While Dallas ISD has been lauding its progress on high school graduation rates, its superintendent, Mike Miles, has been warning teachers not to cheat on this year’s STAAR. Miles issued a stern warning to teachers in an open letter that followed their recent high-stakes testing scandal. Cheaters are being told they will be caught, according to the Dallas Morning News.
An internal district investigative examination of previous school TAKS scores that netted below average results, unfortunately indicative of demographics and associated achievement gaps, was followed by stellar first year STAAR results in 2012-13. Then came the nose dive of 2013-14. The peculiar inconsistencies raised suspicions at Umphrey Lee Elementary School. It all ended in teacher resignations and testing violations. Three additional schools and three teachers were implicated with in separate testing irregularities in May. Two of those teachers are no longer with Dallas ISD.
In his letter, Miles reminded faculty about the decade old monitoring system that the district uses to detect inconsistencies that may signal test cheating.
“While it causes great concern anytime a district employee intentionally acts in a way that is incongruent with the standards of a professional educator, we also know that such behavior is far from the norm and does not reflect the high degree of integrity with which the vast majority of you conduct yourselves,” he said in the letter obtained by the Dallas Morning News.
Meanwhile in Houston ISD, four of five teachers accused in a STAAR cheating scandal between Jefferson and Atherton Elementary schools agreed to resign in a deal that was struck involving a year’s salary, the Houston Chronicle reported.
District spokeswoman Sheleah Reed told the Chronicle that the fifth of these teachers resigned to take another job and wasn’t getting a severance package. However, in the past year, these five were from a total of 20 teachers who were removed from their classrooms across the two campuses in the cheating probe. The 15 who were reassigned were not found guilty.

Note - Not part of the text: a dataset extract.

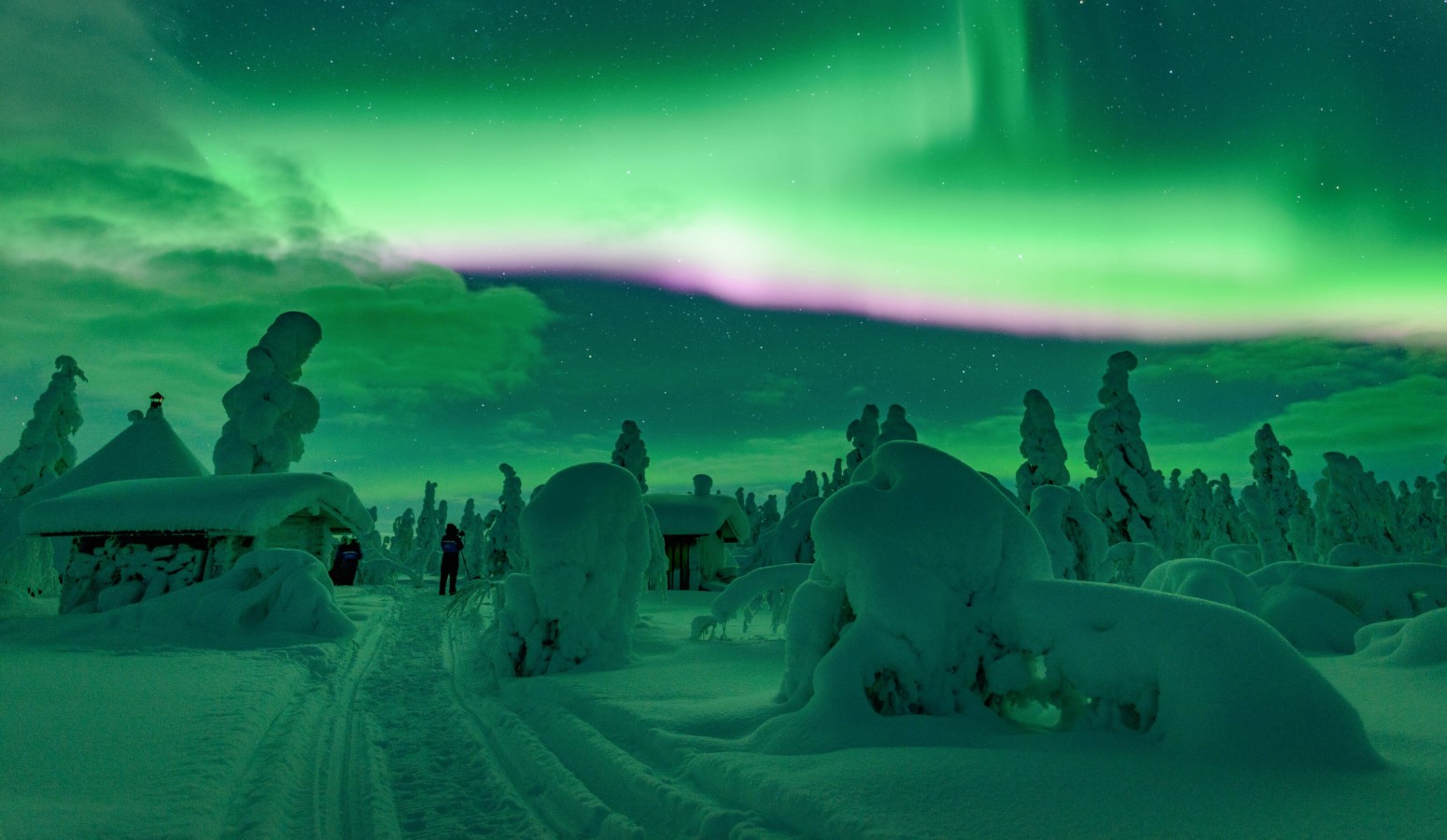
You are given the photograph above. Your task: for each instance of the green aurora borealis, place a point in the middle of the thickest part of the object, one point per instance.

The whole firestorm was sparked by student statements and questionable test scores. Education Week reported that the youngsters “suggested the teachers provided improper assistance to them” on their STAAR tests, although the teachers countered that the students were confused getting help on the STAAR practice.

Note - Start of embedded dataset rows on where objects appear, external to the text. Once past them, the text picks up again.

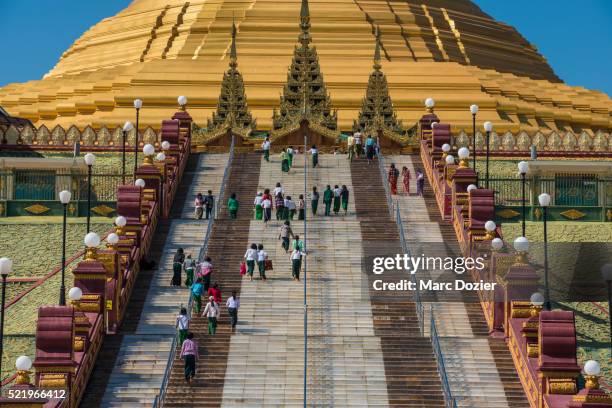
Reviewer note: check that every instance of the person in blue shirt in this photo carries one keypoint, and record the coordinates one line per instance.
(196, 290)
(370, 145)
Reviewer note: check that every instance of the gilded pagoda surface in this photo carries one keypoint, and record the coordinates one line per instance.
(449, 50)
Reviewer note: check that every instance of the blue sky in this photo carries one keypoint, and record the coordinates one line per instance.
(573, 36)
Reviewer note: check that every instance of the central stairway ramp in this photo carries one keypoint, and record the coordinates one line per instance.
(345, 363)
(480, 369)
(131, 364)
(227, 245)
(410, 365)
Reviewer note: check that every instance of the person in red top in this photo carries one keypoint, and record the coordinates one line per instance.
(215, 292)
(392, 178)
(406, 180)
(189, 351)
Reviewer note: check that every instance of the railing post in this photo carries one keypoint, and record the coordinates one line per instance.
(159, 398)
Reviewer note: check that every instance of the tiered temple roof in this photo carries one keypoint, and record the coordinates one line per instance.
(305, 94)
(377, 108)
(232, 108)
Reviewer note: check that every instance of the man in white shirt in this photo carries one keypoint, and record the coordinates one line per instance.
(296, 263)
(233, 304)
(350, 143)
(257, 204)
(267, 207)
(357, 137)
(261, 261)
(290, 206)
(266, 148)
(278, 189)
(251, 257)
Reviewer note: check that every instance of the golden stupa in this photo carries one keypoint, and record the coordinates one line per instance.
(449, 50)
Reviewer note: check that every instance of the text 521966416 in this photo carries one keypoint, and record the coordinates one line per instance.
(35, 393)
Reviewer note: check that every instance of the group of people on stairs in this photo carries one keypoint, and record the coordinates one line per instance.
(287, 208)
(393, 177)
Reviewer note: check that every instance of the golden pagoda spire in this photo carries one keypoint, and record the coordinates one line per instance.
(377, 108)
(304, 94)
(232, 108)
(233, 53)
(377, 65)
(305, 24)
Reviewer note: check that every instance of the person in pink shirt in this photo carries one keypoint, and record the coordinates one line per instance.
(189, 351)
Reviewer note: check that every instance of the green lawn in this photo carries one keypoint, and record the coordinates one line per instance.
(592, 323)
(34, 243)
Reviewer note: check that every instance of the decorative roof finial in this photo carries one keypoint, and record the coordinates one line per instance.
(305, 23)
(377, 65)
(233, 53)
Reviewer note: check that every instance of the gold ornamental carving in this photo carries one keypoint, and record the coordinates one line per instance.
(53, 381)
(561, 386)
(537, 213)
(573, 214)
(37, 209)
(507, 213)
(103, 210)
(79, 343)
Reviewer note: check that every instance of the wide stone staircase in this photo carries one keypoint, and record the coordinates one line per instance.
(345, 364)
(131, 364)
(480, 369)
(409, 363)
(226, 247)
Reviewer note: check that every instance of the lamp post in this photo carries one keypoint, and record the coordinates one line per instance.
(120, 223)
(91, 240)
(445, 150)
(606, 273)
(90, 159)
(474, 111)
(497, 244)
(521, 246)
(161, 157)
(23, 364)
(523, 168)
(429, 104)
(544, 200)
(490, 227)
(488, 128)
(137, 106)
(464, 154)
(6, 266)
(65, 199)
(139, 183)
(182, 100)
(127, 127)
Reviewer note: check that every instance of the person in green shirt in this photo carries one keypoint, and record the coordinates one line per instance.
(297, 243)
(232, 206)
(314, 201)
(284, 162)
(328, 196)
(290, 153)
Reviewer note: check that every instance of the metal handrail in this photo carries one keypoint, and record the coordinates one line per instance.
(159, 398)
(405, 249)
(383, 175)
(435, 342)
(225, 177)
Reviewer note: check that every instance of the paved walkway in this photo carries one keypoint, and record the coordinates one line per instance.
(265, 364)
(470, 365)
(140, 366)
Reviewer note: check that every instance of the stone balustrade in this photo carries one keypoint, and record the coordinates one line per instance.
(542, 343)
(68, 338)
(89, 138)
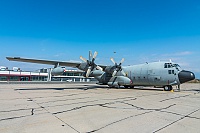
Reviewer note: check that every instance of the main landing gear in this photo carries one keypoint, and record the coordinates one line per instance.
(168, 88)
(127, 86)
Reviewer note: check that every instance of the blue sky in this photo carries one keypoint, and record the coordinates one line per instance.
(140, 31)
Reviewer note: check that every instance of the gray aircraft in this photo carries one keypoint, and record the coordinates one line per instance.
(157, 74)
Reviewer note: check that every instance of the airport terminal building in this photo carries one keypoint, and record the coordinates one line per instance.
(41, 75)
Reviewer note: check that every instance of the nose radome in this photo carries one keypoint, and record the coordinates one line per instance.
(185, 76)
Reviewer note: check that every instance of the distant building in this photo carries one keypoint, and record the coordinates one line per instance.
(41, 75)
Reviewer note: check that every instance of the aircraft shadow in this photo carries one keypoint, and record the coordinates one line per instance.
(85, 87)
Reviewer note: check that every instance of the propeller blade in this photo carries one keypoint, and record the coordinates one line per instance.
(114, 73)
(123, 73)
(95, 55)
(90, 55)
(88, 72)
(99, 68)
(112, 60)
(121, 61)
(83, 59)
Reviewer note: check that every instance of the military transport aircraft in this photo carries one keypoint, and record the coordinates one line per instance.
(165, 74)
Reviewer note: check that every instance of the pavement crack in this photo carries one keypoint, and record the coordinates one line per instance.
(188, 115)
(173, 98)
(141, 108)
(118, 121)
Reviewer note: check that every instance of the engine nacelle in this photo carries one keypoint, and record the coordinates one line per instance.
(57, 71)
(119, 81)
(109, 69)
(96, 73)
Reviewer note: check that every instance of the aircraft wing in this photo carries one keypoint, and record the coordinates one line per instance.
(48, 62)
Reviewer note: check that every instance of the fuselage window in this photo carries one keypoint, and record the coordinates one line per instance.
(172, 71)
(169, 71)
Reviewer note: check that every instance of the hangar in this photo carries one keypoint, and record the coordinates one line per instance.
(42, 75)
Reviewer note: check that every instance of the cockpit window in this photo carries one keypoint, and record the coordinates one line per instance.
(176, 66)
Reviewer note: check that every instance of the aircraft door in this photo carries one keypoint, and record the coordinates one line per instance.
(154, 77)
(144, 75)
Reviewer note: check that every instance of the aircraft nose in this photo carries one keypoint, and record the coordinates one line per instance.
(185, 76)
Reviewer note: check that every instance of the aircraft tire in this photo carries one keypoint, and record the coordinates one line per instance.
(168, 88)
(126, 86)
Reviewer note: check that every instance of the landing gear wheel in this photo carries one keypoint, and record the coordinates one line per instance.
(168, 88)
(126, 86)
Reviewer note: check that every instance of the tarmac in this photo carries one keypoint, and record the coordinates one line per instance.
(81, 108)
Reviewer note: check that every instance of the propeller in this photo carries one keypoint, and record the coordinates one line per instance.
(90, 63)
(117, 67)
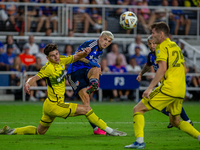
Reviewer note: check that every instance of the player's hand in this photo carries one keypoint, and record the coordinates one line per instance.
(100, 73)
(139, 77)
(146, 93)
(87, 50)
(93, 64)
(27, 88)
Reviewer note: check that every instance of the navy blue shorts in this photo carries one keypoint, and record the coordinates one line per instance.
(78, 79)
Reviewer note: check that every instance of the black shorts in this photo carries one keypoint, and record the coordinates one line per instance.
(78, 79)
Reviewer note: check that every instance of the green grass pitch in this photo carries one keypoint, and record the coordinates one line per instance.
(75, 133)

Reed also said, “Testing helps us measure the degree to which students are learning, and HISD will remain vigilant in its efforts to ensure that the integrity of the state’s testing process is not compromised.”
Testing is the benchmark, although not everyone is a fan of it anymore as witnessed by the increasing “opting-out” of this kind of intense or “high-stakes” testing. It has been spurned on by a growing resentment that too much emphasis and worth is placed on the tests for student accountability and teacher evaluations. The tests also take away from classroom learning time.

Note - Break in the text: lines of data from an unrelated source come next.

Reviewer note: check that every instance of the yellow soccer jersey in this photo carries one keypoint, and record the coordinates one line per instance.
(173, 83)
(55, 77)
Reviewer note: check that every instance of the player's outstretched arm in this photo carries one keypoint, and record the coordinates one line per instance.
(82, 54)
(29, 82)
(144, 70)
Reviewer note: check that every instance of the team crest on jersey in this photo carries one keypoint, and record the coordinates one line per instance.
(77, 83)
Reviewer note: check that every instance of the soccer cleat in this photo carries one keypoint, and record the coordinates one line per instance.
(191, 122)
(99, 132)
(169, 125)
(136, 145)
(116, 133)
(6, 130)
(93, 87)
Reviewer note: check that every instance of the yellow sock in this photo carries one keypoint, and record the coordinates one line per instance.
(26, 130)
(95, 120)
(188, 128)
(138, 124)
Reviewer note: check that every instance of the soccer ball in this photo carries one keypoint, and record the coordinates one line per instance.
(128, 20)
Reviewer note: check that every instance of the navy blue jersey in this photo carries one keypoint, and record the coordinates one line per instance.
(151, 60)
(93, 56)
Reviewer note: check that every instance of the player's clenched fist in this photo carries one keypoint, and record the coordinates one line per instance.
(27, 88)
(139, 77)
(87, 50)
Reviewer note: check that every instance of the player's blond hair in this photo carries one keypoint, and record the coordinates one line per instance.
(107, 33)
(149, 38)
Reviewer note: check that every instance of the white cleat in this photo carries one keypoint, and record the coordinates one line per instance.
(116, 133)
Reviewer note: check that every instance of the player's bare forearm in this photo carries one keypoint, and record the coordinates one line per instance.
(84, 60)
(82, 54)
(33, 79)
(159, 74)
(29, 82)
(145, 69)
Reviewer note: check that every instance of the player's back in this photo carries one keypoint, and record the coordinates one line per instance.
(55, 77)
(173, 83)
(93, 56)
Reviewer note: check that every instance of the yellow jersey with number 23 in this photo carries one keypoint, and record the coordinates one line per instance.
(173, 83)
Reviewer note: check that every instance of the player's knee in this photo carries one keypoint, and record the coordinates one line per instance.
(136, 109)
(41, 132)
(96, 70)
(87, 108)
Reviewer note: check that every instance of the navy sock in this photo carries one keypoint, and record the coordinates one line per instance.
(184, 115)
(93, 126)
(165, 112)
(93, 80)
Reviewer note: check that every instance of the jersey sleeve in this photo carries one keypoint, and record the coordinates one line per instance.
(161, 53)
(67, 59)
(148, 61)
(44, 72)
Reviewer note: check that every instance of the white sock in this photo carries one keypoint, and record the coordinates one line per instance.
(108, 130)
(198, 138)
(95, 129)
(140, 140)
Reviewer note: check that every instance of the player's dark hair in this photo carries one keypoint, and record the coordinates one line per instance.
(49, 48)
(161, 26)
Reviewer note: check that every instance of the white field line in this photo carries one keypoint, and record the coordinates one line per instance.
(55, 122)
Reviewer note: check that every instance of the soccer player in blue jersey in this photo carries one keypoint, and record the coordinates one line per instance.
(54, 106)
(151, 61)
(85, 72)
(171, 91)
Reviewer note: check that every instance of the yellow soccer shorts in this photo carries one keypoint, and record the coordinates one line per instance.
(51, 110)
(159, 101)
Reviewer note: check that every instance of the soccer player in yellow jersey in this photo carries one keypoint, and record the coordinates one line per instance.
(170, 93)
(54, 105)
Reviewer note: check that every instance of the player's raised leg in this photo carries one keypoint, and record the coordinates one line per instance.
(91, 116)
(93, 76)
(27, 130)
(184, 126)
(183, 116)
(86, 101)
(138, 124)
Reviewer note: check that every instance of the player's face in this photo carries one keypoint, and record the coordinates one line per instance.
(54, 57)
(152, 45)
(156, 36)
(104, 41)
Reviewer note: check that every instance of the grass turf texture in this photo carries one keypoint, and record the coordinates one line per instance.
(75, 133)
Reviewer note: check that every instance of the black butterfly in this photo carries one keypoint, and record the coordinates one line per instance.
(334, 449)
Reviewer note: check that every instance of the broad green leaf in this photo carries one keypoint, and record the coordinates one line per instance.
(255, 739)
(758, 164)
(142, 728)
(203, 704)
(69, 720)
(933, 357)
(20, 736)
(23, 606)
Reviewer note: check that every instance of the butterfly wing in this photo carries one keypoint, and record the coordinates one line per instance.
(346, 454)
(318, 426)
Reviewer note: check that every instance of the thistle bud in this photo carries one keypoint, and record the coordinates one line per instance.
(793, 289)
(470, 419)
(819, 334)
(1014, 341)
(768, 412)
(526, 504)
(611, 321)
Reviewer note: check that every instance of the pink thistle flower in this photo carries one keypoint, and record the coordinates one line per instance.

Proponents believe the tests are a viable snapshot to justify taxpayer dollars that fund the public schools as they show a measure of successes, failures and areas for improvement. Opponents feel that this kind of testing breeds a pressure cooker style of learning, fostering a “teach to the test” environment where no one learns anything other than how to take a test. Furthermore, educators are saddled under the scrutiny of delivering high test scores that are tied to their job performance indices.
In Texas STAAR is mandatory. KXAN, the Austin NBC News affiliate, reported that the TEA said it was illegal for a parent to opt out their child from taking the test. They stressed there was no clear consequence if a parent did this, although there was a threat of holding the student back from the next grade.
The STAAR, though, only accounts for 15 percent of the grade under new accountability guidelines. Breitbart Texas asked Texas Education Agency (TEA) Director of Media Relations Debbie Ratcliffe if she thought that the reduced emphasis on the STAAR would curtail the intense pressure felt by teachers and the unfortunate choice to cheat.
She said, “It’s hard to predict but we would hope to see a reduction. The teachers put their careers at risk when they cheat on the tests and they cause some struggling students to miss out on extra tutoring or other support services if they haven’t been accurately accessed.”